RefGrader: Automated Grading of Mathematical Competition Proofs using Agentic Workflows
- URL: http://arxiv.org/abs/2510.09021v1
- Date: Fri, 10 Oct 2025 05:47:40 GMT
- Title: RefGrader: Automated Grading of Mathematical Competition Proofs using Agentic Workflows
- Authors: Hamed Mahdavi, Pouria Mahdavinia, Samira Malek, Pegah Mohammadipour, Alireza Hashemi, Majid Daliri, Alireza Farhadi, Amir Khasahmadi, Niloofar Mireshghallah, Vasant Honavar,
- Abstract summary: State-of-the-art (SOTA) LLMs have progressed from struggling on proof-based Olympiad problems to solving most of the IMO 2025 problems.<n>We study proof-analysis capabilities using a corpus of 90 Gemini 2.5 Pro-generated solutions that we grade on a 1-4 scale with detailed error annotations.<n>Our analysis shows that models can reliably flag incorrect solutions but exhibit calibration gaps in how partial credit is assigned.

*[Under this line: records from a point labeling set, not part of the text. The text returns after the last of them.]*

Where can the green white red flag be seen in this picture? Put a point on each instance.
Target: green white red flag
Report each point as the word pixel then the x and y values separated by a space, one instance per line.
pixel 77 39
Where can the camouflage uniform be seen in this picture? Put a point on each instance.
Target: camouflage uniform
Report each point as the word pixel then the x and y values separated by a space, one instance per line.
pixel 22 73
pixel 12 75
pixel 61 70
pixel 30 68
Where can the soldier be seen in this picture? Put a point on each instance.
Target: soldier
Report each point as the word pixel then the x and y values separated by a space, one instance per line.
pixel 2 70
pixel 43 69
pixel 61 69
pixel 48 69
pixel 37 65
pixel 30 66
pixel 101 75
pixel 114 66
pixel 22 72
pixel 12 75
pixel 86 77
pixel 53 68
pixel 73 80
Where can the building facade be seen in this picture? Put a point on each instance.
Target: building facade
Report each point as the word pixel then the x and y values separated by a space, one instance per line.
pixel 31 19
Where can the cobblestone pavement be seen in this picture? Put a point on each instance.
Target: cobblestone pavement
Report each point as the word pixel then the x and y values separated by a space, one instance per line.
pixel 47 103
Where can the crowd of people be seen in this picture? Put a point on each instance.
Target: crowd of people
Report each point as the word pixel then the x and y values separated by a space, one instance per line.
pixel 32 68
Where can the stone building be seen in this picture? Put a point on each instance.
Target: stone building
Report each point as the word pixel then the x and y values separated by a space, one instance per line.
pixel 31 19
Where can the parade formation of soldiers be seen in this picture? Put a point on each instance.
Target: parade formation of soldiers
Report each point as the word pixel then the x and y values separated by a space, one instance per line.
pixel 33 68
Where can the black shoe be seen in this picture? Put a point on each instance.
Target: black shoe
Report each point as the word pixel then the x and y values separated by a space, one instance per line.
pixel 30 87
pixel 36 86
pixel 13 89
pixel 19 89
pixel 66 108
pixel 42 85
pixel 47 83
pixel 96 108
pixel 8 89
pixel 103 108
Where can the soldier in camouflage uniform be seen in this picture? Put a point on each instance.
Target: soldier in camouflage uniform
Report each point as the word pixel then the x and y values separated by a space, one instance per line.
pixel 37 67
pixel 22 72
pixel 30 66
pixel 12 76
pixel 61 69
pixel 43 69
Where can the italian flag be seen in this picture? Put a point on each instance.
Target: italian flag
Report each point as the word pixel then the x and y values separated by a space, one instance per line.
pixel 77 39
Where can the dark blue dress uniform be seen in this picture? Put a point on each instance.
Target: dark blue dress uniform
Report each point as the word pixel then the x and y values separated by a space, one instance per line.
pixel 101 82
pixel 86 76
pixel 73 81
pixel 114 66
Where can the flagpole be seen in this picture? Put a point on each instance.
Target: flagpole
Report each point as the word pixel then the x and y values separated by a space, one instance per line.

- Score: 8.700422995850152
- License: http://creativecommons.org/licenses/by/4.0/
- Abstract: State-of-the-art (SOTA) LLMs have progressed from struggling on proof-based Olympiad problems to solving most of the IMO 2025 problems, with leading systems reportedly handling 5 of 6 problems. Given this progress, we assess how well these models can grade proofs: detecting errors, judging their severity, and assigning fair scores beyond binary correctness. We study proof-analysis capabilities using a corpus of 90 Gemini 2.5 Pro-generated solutions that we grade on a 1-4 scale with detailed error annotations, and on MathArena solution sets for IMO/USAMO 2025 scored on a 0-7 scale. Our analysis shows that models can reliably flag incorrect (including subtly incorrect) solutions but exhibit calibration gaps in how partial credit is assigned. To address this, we introduce agentic workflows that extract and analyze reference solutions and automatically derive problem-specific rubrics for a multi-step grading process. We instantiate and compare different design choices for the grading workflows, and evaluate their trade-offs. Across our annotated corpus and MathArena, our proposed workflows achieve higher agreement with human grades and more consistent handling of partial credit across metrics. We release all code, data, and prompts/logs to facilitate future research.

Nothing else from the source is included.